Pittsburgh architect Jason Vrabel was unhappy with what he labels the "radical Bush regime" and its "circus of freaks." He wrote a nice little manifesto and sent it off to 60 of his closest friends: "Many of us are good at signing petitions! We can also write a rippin' good letter and fire it off to Senator So and So. ... What we generally suck at, however, is raising money."
So Vrabel proposed a "REVOLaUcTION": Give him some of your old stuff that has at least a little resale value and he'll take upon himself the hassle of selling it on eBay -- or in the Pennysaver, if you're offering a bowling ball, upright piano or other things too tough to ship.
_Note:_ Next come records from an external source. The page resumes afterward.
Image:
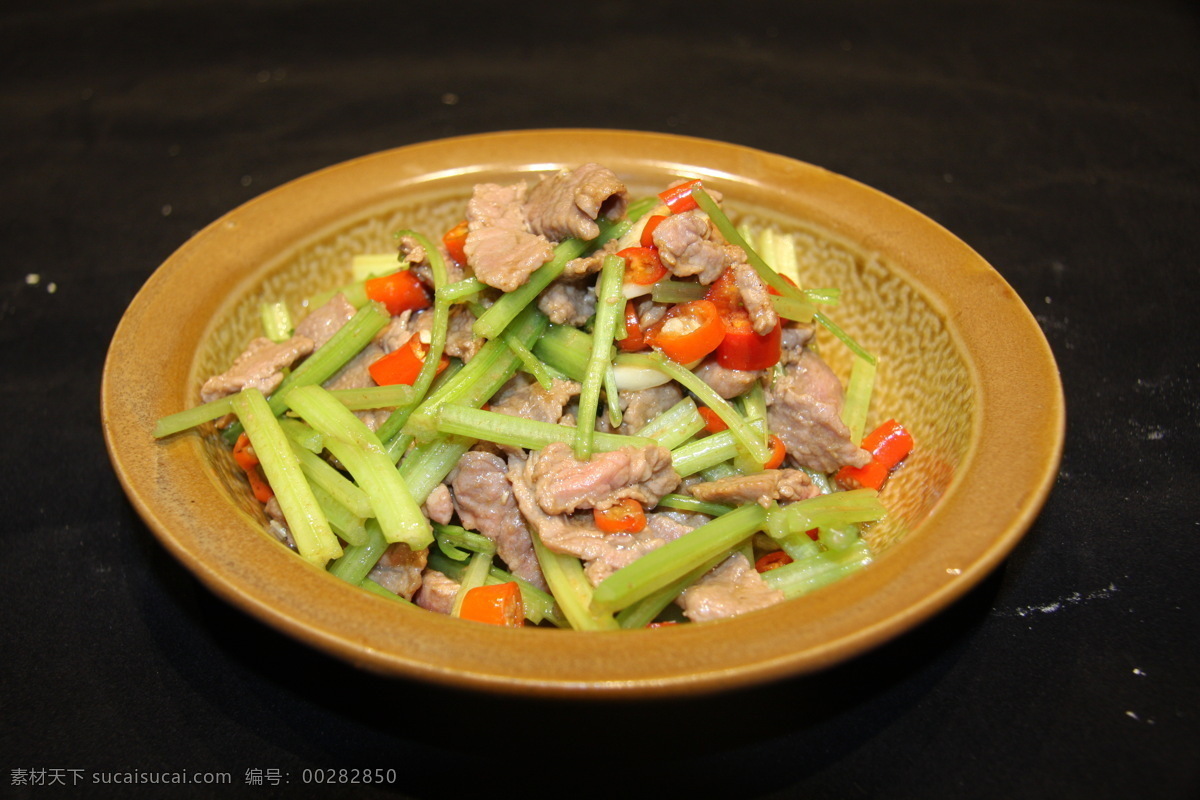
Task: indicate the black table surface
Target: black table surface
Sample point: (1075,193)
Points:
(1059,138)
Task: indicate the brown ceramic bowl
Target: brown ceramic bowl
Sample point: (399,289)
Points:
(961,362)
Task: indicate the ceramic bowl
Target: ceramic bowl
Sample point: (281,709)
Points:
(961,362)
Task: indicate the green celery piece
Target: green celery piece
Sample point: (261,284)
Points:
(179,421)
(816,571)
(310,528)
(675,426)
(670,563)
(747,437)
(695,505)
(359,559)
(703,453)
(361,452)
(520,432)
(610,306)
(858,397)
(511,304)
(570,587)
(334,354)
(646,609)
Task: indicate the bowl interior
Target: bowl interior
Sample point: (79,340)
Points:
(912,294)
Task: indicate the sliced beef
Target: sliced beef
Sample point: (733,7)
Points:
(640,407)
(786,485)
(688,245)
(564,485)
(526,398)
(325,320)
(804,410)
(577,535)
(484,499)
(439,505)
(756,299)
(725,382)
(731,588)
(567,204)
(499,245)
(437,593)
(261,366)
(567,302)
(400,569)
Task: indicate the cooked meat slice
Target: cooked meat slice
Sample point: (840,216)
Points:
(484,499)
(567,302)
(641,407)
(731,588)
(499,246)
(567,204)
(400,569)
(526,398)
(439,505)
(261,366)
(437,593)
(804,410)
(687,246)
(756,299)
(505,258)
(761,487)
(564,485)
(792,340)
(726,383)
(577,535)
(325,320)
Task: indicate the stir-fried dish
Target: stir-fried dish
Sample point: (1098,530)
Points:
(571,409)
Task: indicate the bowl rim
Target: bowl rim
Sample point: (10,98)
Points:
(174,492)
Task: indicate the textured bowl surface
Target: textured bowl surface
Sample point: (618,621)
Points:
(961,364)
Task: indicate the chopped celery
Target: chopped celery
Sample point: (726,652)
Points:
(858,397)
(310,528)
(677,558)
(361,452)
(511,304)
(747,437)
(520,432)
(609,311)
(694,505)
(805,575)
(179,421)
(675,426)
(276,320)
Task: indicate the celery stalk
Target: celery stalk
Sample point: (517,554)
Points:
(610,305)
(511,304)
(307,523)
(361,452)
(677,558)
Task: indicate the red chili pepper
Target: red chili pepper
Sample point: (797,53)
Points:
(642,265)
(713,423)
(399,292)
(648,229)
(772,560)
(689,331)
(635,337)
(744,349)
(778,450)
(402,365)
(678,198)
(245,456)
(496,605)
(455,241)
(624,517)
(888,445)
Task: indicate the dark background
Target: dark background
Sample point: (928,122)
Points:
(1057,137)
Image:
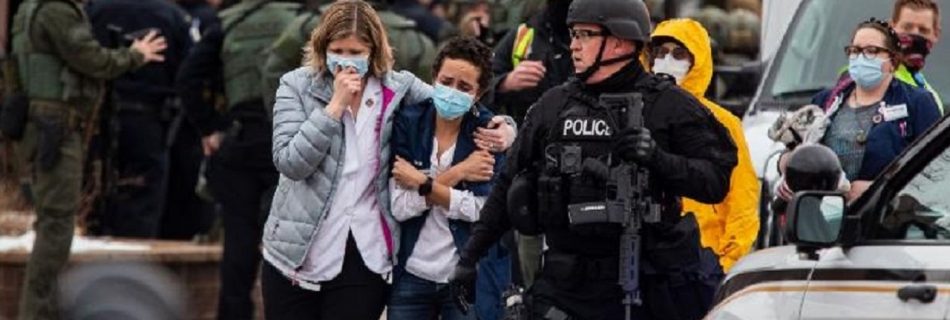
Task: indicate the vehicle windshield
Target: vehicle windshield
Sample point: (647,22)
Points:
(921,210)
(813,58)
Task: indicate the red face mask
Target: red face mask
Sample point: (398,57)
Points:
(915,49)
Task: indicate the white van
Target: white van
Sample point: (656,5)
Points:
(886,256)
(809,59)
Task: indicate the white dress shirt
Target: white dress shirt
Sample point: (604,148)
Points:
(434,256)
(354,206)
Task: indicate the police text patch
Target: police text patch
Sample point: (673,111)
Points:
(585,128)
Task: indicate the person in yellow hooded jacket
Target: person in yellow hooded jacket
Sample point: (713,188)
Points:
(681,48)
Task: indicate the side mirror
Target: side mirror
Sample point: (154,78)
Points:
(815,219)
(739,85)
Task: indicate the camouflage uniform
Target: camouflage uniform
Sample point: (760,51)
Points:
(412,50)
(61,68)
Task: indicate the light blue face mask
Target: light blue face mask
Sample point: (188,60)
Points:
(450,103)
(867,73)
(360,63)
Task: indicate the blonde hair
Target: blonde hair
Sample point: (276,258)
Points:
(350,18)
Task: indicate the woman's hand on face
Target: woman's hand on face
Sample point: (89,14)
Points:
(407,175)
(347,85)
(478,167)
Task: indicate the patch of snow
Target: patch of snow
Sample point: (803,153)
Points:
(80,244)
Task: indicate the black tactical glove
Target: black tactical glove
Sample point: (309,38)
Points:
(462,285)
(635,144)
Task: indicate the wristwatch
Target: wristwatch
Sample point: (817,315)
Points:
(426,188)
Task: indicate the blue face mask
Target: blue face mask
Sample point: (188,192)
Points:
(867,73)
(360,63)
(450,103)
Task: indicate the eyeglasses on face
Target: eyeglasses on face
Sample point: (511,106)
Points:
(679,53)
(584,35)
(869,52)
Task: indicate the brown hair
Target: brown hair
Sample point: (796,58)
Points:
(917,5)
(891,39)
(471,50)
(350,18)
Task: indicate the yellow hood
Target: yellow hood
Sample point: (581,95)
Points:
(692,35)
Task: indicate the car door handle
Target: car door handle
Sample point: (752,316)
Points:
(923,292)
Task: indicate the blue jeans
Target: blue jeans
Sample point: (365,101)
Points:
(414,298)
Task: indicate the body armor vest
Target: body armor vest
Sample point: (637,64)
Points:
(44,75)
(250,28)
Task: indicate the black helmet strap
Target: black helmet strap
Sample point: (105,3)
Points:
(583,76)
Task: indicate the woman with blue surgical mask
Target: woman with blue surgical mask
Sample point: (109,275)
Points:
(330,241)
(870,121)
(442,175)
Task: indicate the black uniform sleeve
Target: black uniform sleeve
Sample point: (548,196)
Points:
(696,154)
(202,68)
(493,221)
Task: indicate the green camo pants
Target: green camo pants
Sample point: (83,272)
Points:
(56,192)
(529,254)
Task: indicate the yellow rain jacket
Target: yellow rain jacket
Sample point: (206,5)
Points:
(728,228)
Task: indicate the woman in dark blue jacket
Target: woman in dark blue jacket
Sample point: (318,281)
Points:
(870,122)
(442,175)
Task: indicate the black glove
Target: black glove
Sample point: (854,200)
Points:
(635,144)
(462,286)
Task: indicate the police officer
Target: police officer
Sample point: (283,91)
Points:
(237,139)
(568,143)
(528,61)
(413,51)
(186,213)
(143,101)
(61,68)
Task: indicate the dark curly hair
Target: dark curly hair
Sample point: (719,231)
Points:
(470,50)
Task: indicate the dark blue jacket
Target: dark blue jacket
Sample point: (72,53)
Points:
(413,131)
(887,139)
(114,20)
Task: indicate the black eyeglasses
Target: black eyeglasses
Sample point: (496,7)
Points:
(869,52)
(679,53)
(584,35)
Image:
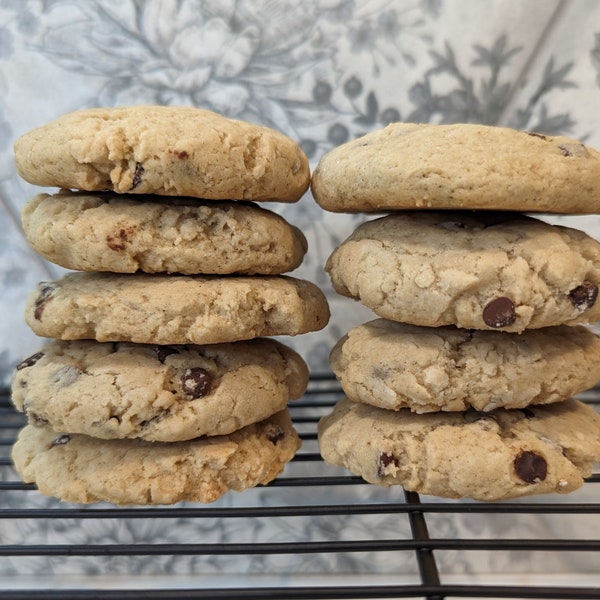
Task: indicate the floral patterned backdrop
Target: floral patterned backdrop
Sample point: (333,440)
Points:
(322,71)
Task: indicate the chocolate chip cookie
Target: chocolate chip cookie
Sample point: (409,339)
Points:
(83,469)
(165,150)
(460,166)
(426,369)
(125,234)
(484,456)
(175,309)
(479,270)
(157,393)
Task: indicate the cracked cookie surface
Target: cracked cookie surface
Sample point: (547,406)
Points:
(83,469)
(165,150)
(500,271)
(175,309)
(395,365)
(124,234)
(484,456)
(458,166)
(157,393)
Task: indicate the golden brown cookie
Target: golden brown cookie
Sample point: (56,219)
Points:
(125,234)
(157,393)
(485,456)
(475,270)
(426,369)
(175,309)
(83,469)
(460,166)
(165,150)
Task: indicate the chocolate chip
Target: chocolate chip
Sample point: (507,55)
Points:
(499,312)
(36,420)
(528,413)
(196,382)
(530,467)
(163,351)
(29,362)
(275,433)
(584,296)
(137,175)
(61,440)
(45,295)
(385,460)
(573,150)
(540,135)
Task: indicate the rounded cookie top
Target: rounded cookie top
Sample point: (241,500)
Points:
(157,393)
(174,309)
(166,150)
(83,469)
(484,456)
(474,270)
(121,234)
(426,369)
(409,165)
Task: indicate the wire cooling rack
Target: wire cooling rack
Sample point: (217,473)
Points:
(310,496)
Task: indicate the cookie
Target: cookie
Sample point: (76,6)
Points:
(83,469)
(484,456)
(165,150)
(461,166)
(124,234)
(174,309)
(426,369)
(157,393)
(478,270)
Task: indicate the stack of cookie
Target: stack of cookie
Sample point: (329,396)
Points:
(161,383)
(463,386)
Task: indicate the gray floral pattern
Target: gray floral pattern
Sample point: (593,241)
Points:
(323,72)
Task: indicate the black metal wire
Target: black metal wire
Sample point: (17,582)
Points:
(322,393)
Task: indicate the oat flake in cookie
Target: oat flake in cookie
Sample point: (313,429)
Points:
(175,309)
(538,450)
(459,166)
(157,393)
(475,270)
(125,234)
(395,365)
(83,469)
(165,150)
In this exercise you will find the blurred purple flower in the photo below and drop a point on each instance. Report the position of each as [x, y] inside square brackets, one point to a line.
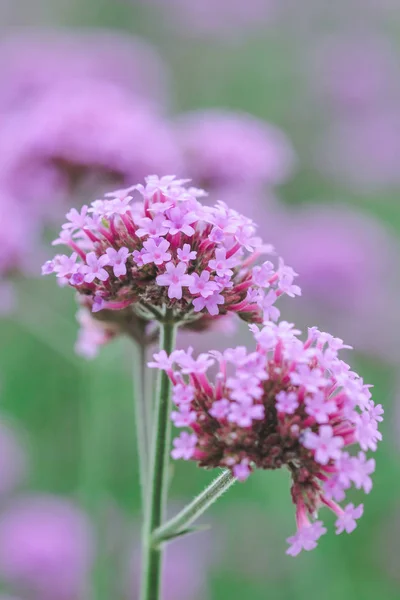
[224, 148]
[17, 251]
[13, 462]
[347, 265]
[363, 153]
[357, 72]
[33, 61]
[81, 136]
[45, 547]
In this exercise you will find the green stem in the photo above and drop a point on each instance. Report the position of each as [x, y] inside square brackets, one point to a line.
[158, 481]
[94, 465]
[195, 509]
[142, 417]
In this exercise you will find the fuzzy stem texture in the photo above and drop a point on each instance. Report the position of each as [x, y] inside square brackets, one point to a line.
[180, 523]
[158, 478]
[95, 444]
[142, 417]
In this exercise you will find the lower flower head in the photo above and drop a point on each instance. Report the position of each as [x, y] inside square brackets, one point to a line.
[287, 404]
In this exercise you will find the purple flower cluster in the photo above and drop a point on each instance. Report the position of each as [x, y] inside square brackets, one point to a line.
[46, 547]
[156, 247]
[288, 403]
Once Vrabel's collected the cash, everyone who donated belongings can vote on which political group -- the Democratic National Committee, local Democrats, or a progressive PAC like Move On, for instance -- should get the money. Ten percent will go to a veterans' organization.
"Young people can't part with $20, but they may have a toaster oven or Def Leppard record to part with," Vrabel says -- particularly if they followed President George W. Bush's exhortation to go shopping after Sept. 11, 2001.
Among the treasures for-sale (listed at www.revolauction.blogspot.com): A Kip Wells bobblehead, a Splatmaster! paintball gun, a "gently used" bathrobe, a gold wedding band and a pile of books and CDs. The most valuable item (worth about $1,200) is a pro bono residential landscape design. The only rejected donation so far: a set of "used brake rotors."
So far, Vrabel has solicited donors locally via word-of-mouth to keep the REVOLaUcTION manageable. But five days after it debuted, Vrabel notes proudly, MoveOn.org announced its own Virtual Yard Sale for Kerry. In Move On's nationwide effort, though, everybody has to post and market their own stuff.
Vrabel, who only began selling in earnest after Labor Day, says he already can count on over $1,100. Though what he calls his "secret underground bunker" of auction-related program activities (his basement) is filling up, Vrabel says he'll take on yet more goods -- if they're good. With the exception of books and CDs, "I'm sort of raising the threshold, from things worth $5 to things worth at least $10-15."
Does every REVOLaUcTION buyer know where the money's going? The eBay listings, for instance, make no mention of REVOLaUcTION. Admits Vrabel: "The guy who bought The Big Lebowski DVD for $3 has no idea."